Ernst Toch (1887-1964) was born in Vienna, son of a Jewish merchant. At an early age, he taught himself the basic knowledge of music and composition. After winning the City of Frankfurt Mozart Prize (1906), he dropped out his medical studies to become a professional musician. At the Donaueschingen Festival 1924, works by Toch were performed which turned away from the romantic style and are characterised by the New Objectivity.
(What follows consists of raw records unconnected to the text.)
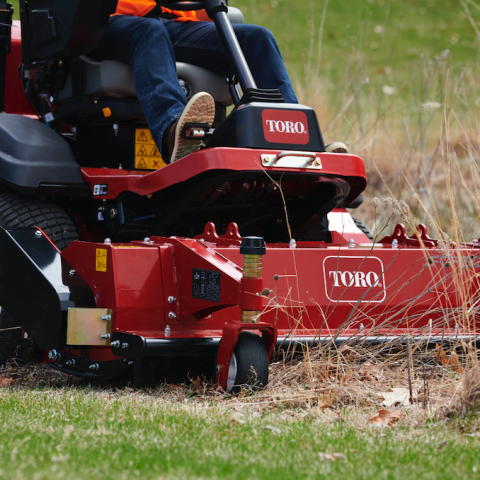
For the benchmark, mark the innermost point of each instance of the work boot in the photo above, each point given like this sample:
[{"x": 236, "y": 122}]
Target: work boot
[
  {"x": 336, "y": 147},
  {"x": 200, "y": 109}
]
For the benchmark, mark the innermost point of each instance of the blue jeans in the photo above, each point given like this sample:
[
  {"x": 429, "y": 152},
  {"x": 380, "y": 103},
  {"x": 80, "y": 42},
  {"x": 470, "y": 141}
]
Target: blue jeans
[{"x": 152, "y": 45}]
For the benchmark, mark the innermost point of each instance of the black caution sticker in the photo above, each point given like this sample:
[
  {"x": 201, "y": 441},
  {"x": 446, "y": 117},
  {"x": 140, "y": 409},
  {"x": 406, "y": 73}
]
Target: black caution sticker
[
  {"x": 206, "y": 285},
  {"x": 100, "y": 189}
]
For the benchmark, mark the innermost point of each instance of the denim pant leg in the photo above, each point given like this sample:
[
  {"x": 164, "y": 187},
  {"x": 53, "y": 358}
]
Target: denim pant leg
[
  {"x": 145, "y": 44},
  {"x": 199, "y": 43}
]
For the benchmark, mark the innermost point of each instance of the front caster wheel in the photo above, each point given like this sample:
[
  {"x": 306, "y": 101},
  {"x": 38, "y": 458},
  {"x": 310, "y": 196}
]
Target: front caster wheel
[{"x": 249, "y": 363}]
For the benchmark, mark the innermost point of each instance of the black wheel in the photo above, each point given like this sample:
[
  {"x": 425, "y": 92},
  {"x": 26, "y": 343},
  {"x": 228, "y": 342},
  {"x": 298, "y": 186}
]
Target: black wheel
[
  {"x": 10, "y": 336},
  {"x": 21, "y": 211},
  {"x": 249, "y": 364},
  {"x": 363, "y": 228}
]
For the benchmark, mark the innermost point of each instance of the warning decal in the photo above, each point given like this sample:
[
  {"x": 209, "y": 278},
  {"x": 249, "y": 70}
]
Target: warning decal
[
  {"x": 206, "y": 285},
  {"x": 147, "y": 156},
  {"x": 101, "y": 260}
]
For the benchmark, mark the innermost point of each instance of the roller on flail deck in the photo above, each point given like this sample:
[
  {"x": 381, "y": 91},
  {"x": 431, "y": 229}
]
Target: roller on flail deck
[{"x": 113, "y": 261}]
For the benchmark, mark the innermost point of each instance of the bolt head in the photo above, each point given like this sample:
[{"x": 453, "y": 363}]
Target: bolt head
[{"x": 54, "y": 355}]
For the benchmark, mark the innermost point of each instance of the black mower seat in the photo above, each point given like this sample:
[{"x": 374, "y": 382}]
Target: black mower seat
[{"x": 111, "y": 79}]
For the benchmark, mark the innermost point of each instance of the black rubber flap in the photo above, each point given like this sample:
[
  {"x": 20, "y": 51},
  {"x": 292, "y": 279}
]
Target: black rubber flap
[{"x": 28, "y": 265}]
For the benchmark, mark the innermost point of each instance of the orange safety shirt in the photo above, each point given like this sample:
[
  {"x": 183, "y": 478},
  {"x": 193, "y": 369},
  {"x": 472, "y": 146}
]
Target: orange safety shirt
[{"x": 140, "y": 8}]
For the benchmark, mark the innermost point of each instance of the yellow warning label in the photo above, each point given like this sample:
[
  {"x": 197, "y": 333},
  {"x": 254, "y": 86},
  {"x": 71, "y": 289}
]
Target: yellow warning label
[
  {"x": 144, "y": 136},
  {"x": 147, "y": 155},
  {"x": 141, "y": 151},
  {"x": 101, "y": 260},
  {"x": 149, "y": 163}
]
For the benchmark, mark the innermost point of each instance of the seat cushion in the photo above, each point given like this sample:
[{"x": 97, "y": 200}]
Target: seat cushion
[{"x": 111, "y": 79}]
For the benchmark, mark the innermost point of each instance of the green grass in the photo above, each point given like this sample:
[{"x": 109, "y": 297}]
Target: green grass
[
  {"x": 389, "y": 33},
  {"x": 83, "y": 434}
]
Toch moved to Berlin in 1929 and became one of the most frequently played living composers of his time. American performances of his works by the conductor Erich Kleiber and an invitation from the conductor Serge Koussevitzky to Boston, smoothed the way for his future in the New World. When the Nazi Party seized power (1933), Toch emigrated to London and in 1934 to New York. In 1940 he became U.S. citizen.
Although he was nominated three times for an Oscar (1935-44) and awarded a Pulitzer Prize (1957) and a Grammy (1960), Toch’s carreer suffered from “the echolessness of the vast American expanses”, as one of his fellow emigrant composers (Ernst Krenek) put it. He never succeeded in re-establishing his position as a composer in Europe after such a long absence. In Toch’s own words: “I am the most forgotten composer of the 20th century”.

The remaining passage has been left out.